No pick-and-pulls around here, and all the JY's throw sunroofs straight into the crusher - people here have a habit of gluing broken sunroofs and forgetting abot them, no one fixes them...

So, my last resort is fabricating those clips/springs/whatever, but I'd need at least a picture, and I can't find any, so please, if someone could post a picture of it, it would be greatly appreciated. Same sunroof is in Mk2 'Rocco and Audi B3/C3.

Best regards


----------



## cuppie (May 4, 2005)

And, they should all use the same spring - that's all that lifts it, is a simple pull spring. One end hooks into the headliner panel, the other hooks to a crimp clamp that isn't firmly clamped to the crossbar. 

I can try to get out to one of mine over the weekend, and get a measurement or two for you.


----------



## Sechszehnventiller (Nov 21, 2009)

That's fast, thanks!


So, there is just one spring in the middle, unlike Volvo units that have it on both ends?

I can't remember is there a crimp on the crossbar, but if not, I'll just use a tip-tie or something...

I guess I can estimate how strong the spring should be, but what about the lenght? Guess about an inch, inch and a half?

EDIT:
Btw, how does it hook into the headliner panel? Should there be a slot or something... I can vaguely remember something like a fin sticking out in the middle of the rear edge of the panel, that's it?


----------



## cuppie (May 4, 2005)

Yup, just one spring in the middle. 

Unfortunately, I didn't get a chance to measure it before I left work. Then I swapped cars with my father in law. It's 15 miles away now.  

Off the top of my head, I think the coil length is about 1.5" 

A couple of photos out of my Bentley should help:


----------



## Sechszehnventiller (Nov 21, 2009)

Yup, that explains it.

However, if it wouldn't be too much hassle for you, It'd help if you could measure spring coil lenght and lenght of both straight parts... Also, if you have Callipers to measure wire thickness, I could get a local guy to fabricate me a spring.


Thanks so much for the help so far!


----------



## cuppie (May 4, 2005)

Total length of the spring: 60mm. 
The 'front' end is 5mm, coil length 45mm, 'tail' end 10mm. 
The tail is twisted 90* from the front (so, the hook points down.) 
Wire ~1mm (sorry, no calipers here to measure that.) 

If you need a photo or two, I have some.

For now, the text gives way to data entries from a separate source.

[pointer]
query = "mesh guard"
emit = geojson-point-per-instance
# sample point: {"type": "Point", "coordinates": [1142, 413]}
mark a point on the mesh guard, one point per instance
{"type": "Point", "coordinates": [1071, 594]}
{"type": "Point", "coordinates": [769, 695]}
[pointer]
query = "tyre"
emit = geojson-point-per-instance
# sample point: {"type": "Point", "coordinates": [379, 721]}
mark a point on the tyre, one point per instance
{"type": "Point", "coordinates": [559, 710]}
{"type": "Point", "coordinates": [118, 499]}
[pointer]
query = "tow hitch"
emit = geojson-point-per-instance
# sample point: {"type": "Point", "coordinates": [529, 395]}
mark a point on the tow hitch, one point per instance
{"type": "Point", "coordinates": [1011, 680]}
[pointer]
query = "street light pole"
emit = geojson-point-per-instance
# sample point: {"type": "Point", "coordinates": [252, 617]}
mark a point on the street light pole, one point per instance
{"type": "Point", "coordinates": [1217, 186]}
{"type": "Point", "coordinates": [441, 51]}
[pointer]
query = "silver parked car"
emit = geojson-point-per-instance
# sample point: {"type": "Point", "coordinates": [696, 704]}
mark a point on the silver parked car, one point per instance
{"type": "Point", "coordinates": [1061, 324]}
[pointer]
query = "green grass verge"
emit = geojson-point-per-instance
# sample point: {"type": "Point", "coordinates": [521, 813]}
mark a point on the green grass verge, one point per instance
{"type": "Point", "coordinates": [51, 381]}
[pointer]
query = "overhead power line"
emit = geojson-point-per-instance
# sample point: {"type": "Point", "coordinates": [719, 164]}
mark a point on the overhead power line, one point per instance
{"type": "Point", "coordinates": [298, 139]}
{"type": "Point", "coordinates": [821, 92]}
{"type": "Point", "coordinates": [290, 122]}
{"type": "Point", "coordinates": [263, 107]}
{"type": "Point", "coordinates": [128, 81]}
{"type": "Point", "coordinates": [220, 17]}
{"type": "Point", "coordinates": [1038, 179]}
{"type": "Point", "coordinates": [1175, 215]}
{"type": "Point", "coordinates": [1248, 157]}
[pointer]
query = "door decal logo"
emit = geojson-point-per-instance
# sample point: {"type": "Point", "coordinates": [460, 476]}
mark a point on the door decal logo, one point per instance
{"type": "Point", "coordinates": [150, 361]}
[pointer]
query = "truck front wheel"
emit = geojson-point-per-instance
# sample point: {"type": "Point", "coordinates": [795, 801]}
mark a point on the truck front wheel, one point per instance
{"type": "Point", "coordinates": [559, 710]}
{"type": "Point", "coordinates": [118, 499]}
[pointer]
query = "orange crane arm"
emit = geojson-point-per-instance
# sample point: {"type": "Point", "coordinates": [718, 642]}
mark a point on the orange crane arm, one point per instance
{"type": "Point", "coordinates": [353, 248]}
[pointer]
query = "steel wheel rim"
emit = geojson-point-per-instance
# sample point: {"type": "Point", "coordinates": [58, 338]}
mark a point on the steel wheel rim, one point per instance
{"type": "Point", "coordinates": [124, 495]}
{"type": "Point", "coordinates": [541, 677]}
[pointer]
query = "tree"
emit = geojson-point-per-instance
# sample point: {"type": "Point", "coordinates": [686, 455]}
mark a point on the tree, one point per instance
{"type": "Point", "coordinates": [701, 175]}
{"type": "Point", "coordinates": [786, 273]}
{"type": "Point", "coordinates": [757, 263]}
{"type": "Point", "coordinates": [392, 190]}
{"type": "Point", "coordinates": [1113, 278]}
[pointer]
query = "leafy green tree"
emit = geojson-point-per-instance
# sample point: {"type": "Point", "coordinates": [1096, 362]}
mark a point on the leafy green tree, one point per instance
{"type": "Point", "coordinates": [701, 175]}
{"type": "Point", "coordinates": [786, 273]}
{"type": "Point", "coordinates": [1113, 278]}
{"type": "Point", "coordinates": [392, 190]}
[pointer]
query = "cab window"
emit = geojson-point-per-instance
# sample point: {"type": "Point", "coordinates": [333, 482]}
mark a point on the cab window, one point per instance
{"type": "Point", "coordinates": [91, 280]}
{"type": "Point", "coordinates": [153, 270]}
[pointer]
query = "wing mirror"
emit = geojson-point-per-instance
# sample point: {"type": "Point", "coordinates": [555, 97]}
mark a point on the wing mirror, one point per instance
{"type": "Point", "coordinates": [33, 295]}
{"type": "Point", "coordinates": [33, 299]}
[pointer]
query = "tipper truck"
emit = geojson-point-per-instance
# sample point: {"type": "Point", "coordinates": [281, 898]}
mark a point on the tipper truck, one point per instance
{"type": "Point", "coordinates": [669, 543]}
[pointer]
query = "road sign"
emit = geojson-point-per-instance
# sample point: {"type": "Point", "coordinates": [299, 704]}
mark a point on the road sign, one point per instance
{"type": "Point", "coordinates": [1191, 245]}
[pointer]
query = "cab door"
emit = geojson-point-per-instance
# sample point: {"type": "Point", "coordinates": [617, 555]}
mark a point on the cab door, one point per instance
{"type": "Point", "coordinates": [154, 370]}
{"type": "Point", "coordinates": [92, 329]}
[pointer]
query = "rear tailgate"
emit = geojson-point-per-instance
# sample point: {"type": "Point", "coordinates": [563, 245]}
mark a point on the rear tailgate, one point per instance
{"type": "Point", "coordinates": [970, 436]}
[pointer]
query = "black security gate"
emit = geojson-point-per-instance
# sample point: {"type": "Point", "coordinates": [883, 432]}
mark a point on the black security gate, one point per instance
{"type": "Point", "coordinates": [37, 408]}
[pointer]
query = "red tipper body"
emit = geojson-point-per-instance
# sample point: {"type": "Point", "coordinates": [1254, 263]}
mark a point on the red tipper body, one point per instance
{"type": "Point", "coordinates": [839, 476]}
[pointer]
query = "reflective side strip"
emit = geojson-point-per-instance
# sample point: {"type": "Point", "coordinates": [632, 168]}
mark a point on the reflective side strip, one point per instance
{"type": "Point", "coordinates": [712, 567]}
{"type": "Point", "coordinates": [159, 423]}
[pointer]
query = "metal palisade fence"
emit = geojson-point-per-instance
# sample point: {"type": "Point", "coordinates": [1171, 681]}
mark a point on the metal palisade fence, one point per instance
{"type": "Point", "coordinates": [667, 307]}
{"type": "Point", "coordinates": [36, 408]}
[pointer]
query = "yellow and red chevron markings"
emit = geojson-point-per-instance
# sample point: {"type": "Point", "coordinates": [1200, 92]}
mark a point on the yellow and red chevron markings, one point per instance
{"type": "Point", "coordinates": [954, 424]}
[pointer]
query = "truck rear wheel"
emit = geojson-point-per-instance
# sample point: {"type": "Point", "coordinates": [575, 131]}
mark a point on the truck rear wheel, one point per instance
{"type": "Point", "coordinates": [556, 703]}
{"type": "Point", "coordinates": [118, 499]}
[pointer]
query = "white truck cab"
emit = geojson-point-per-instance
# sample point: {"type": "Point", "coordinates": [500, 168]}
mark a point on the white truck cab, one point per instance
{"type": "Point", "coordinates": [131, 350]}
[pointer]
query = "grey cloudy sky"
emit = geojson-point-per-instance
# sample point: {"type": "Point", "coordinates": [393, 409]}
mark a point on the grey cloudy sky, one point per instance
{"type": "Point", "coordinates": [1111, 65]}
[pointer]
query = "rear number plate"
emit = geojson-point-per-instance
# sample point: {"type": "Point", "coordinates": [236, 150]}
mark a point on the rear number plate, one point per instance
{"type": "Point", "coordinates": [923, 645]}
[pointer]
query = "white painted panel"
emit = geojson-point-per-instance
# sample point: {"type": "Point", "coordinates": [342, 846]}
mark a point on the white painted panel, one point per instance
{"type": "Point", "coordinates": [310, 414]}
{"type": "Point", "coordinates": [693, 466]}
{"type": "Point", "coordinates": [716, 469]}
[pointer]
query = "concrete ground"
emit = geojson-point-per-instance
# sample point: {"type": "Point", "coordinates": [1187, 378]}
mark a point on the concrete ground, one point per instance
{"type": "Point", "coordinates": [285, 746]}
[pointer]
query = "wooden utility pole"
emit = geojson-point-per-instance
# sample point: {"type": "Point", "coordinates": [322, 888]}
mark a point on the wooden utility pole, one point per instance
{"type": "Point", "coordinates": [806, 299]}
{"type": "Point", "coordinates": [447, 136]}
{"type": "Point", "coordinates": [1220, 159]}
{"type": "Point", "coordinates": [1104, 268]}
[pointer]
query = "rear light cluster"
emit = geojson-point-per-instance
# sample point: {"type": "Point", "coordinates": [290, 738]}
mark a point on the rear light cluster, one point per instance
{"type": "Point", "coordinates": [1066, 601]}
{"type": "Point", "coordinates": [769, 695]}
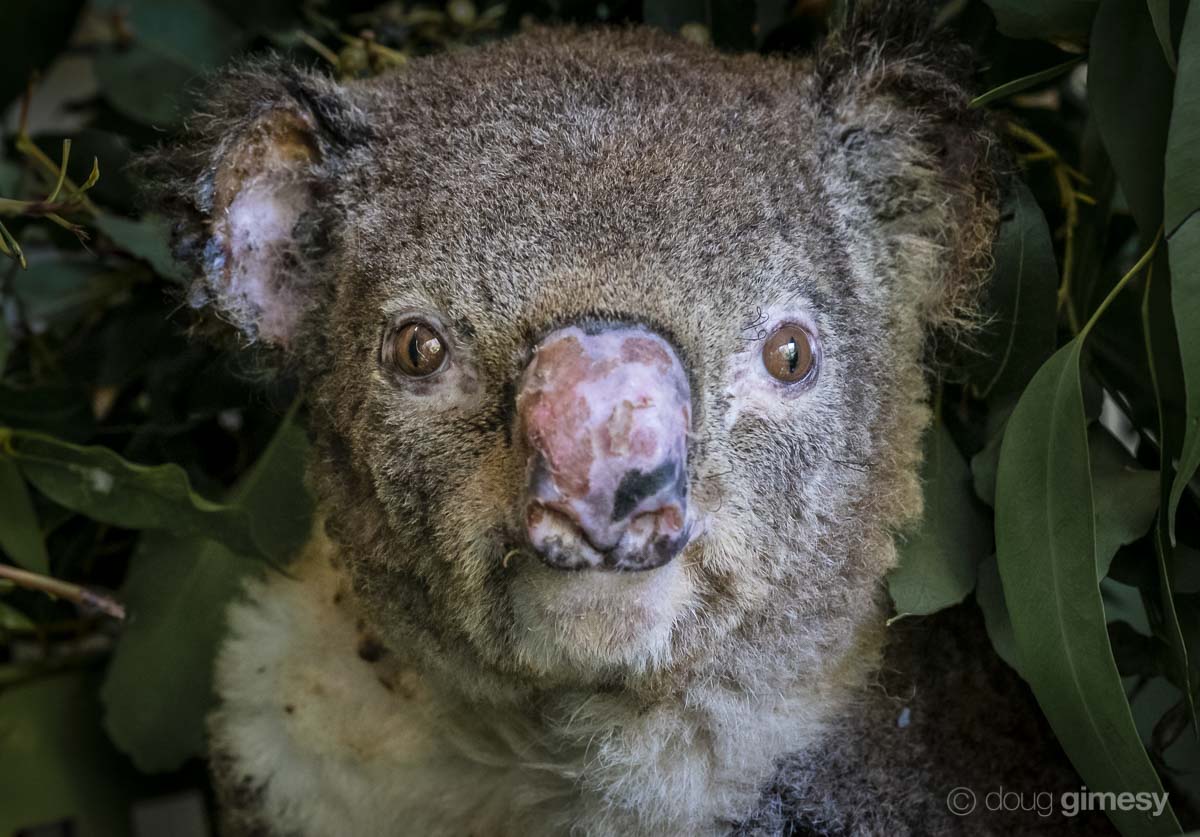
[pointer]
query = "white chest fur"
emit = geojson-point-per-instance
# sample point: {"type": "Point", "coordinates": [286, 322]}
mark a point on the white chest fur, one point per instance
{"type": "Point", "coordinates": [340, 746]}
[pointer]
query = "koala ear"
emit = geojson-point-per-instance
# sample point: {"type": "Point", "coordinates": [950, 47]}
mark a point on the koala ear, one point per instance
{"type": "Point", "coordinates": [250, 186]}
{"type": "Point", "coordinates": [922, 167]}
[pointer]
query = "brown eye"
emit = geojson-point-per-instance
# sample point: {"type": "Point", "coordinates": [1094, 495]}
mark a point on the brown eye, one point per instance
{"type": "Point", "coordinates": [415, 349]}
{"type": "Point", "coordinates": [789, 354]}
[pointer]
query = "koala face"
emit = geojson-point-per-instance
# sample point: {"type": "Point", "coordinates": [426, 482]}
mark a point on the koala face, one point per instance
{"type": "Point", "coordinates": [612, 343]}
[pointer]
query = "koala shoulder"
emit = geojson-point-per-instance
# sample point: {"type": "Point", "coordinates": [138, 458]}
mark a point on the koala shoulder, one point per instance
{"type": "Point", "coordinates": [945, 714]}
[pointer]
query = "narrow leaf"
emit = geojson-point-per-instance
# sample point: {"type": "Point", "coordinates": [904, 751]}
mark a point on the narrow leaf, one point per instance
{"type": "Point", "coordinates": [1024, 83]}
{"type": "Point", "coordinates": [1182, 223]}
{"type": "Point", "coordinates": [1161, 14]}
{"type": "Point", "coordinates": [55, 763]}
{"type": "Point", "coordinates": [990, 597]}
{"type": "Point", "coordinates": [1020, 335]}
{"type": "Point", "coordinates": [937, 562]}
{"type": "Point", "coordinates": [1045, 543]}
{"type": "Point", "coordinates": [1127, 74]}
{"type": "Point", "coordinates": [1126, 497]}
{"type": "Point", "coordinates": [97, 482]}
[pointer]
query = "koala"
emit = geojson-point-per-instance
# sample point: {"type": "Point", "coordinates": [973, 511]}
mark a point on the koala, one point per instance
{"type": "Point", "coordinates": [615, 350]}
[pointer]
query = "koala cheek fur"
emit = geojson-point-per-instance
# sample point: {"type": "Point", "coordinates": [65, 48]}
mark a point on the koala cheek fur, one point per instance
{"type": "Point", "coordinates": [695, 649]}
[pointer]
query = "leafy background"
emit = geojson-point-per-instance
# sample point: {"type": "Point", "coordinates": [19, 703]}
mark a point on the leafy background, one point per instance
{"type": "Point", "coordinates": [144, 473]}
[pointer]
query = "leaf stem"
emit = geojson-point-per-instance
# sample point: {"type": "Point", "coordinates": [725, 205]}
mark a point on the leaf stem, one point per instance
{"type": "Point", "coordinates": [57, 588]}
{"type": "Point", "coordinates": [1125, 279]}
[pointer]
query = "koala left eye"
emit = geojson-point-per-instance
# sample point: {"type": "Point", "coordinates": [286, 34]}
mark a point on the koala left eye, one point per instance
{"type": "Point", "coordinates": [415, 349]}
{"type": "Point", "coordinates": [790, 354]}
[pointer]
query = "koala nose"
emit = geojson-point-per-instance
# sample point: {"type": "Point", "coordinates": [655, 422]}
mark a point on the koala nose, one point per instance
{"type": "Point", "coordinates": [606, 415]}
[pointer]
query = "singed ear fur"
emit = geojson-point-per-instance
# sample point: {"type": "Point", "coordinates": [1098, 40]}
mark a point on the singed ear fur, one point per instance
{"type": "Point", "coordinates": [249, 185]}
{"type": "Point", "coordinates": [924, 163]}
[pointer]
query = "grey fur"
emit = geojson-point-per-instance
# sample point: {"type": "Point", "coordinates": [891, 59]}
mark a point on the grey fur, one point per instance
{"type": "Point", "coordinates": [625, 174]}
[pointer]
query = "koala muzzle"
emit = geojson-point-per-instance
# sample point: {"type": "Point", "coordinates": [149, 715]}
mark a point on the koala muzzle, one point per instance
{"type": "Point", "coordinates": [606, 416]}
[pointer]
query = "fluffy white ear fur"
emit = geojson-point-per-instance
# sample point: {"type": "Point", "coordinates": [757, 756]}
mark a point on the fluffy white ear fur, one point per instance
{"type": "Point", "coordinates": [263, 187]}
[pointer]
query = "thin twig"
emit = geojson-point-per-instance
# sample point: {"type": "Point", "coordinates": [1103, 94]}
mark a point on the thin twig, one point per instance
{"type": "Point", "coordinates": [81, 596]}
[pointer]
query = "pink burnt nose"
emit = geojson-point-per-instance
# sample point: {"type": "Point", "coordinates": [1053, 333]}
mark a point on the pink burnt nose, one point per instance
{"type": "Point", "coordinates": [606, 417]}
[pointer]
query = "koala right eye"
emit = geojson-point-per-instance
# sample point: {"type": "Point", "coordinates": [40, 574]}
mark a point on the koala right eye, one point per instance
{"type": "Point", "coordinates": [414, 349]}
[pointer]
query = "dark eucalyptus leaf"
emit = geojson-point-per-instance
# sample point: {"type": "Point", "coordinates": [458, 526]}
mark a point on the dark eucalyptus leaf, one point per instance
{"type": "Point", "coordinates": [990, 597]}
{"type": "Point", "coordinates": [1182, 223]}
{"type": "Point", "coordinates": [21, 537]}
{"type": "Point", "coordinates": [1047, 552]}
{"type": "Point", "coordinates": [57, 764]}
{"type": "Point", "coordinates": [159, 687]}
{"type": "Point", "coordinates": [97, 482]}
{"type": "Point", "coordinates": [1126, 497]}
{"type": "Point", "coordinates": [937, 561]}
{"type": "Point", "coordinates": [1045, 18]}
{"type": "Point", "coordinates": [1129, 90]}
{"type": "Point", "coordinates": [1020, 331]}
{"type": "Point", "coordinates": [147, 239]}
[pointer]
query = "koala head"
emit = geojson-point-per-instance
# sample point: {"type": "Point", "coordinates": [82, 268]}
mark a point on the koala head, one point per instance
{"type": "Point", "coordinates": [613, 344]}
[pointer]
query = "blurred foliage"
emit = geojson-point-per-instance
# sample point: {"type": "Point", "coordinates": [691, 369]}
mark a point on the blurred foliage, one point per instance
{"type": "Point", "coordinates": [145, 471]}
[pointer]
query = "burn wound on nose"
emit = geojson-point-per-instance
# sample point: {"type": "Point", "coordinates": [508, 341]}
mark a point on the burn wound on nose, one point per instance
{"type": "Point", "coordinates": [606, 416]}
{"type": "Point", "coordinates": [552, 411]}
{"type": "Point", "coordinates": [637, 485]}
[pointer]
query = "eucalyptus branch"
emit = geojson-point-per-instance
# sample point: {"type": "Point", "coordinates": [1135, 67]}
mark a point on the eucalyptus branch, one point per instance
{"type": "Point", "coordinates": [1069, 198]}
{"type": "Point", "coordinates": [79, 596]}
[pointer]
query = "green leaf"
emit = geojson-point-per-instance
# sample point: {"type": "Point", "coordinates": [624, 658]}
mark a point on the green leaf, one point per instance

I can edit them for size & upload them tomorrow evening if you need them.


----------



## Sechszehnventiller (Nov 21, 2009)

Yes, a photo or two should do it and I won't have further requests on the matter, hopefully.


----------



## cuppie (May 4, 2005)

Here you go. Sorry that the perspective makes the measurements look a little weird, but...


----------



## Sechszehnventiller (Nov 21, 2009)

Thanks a lot, that does it!


----------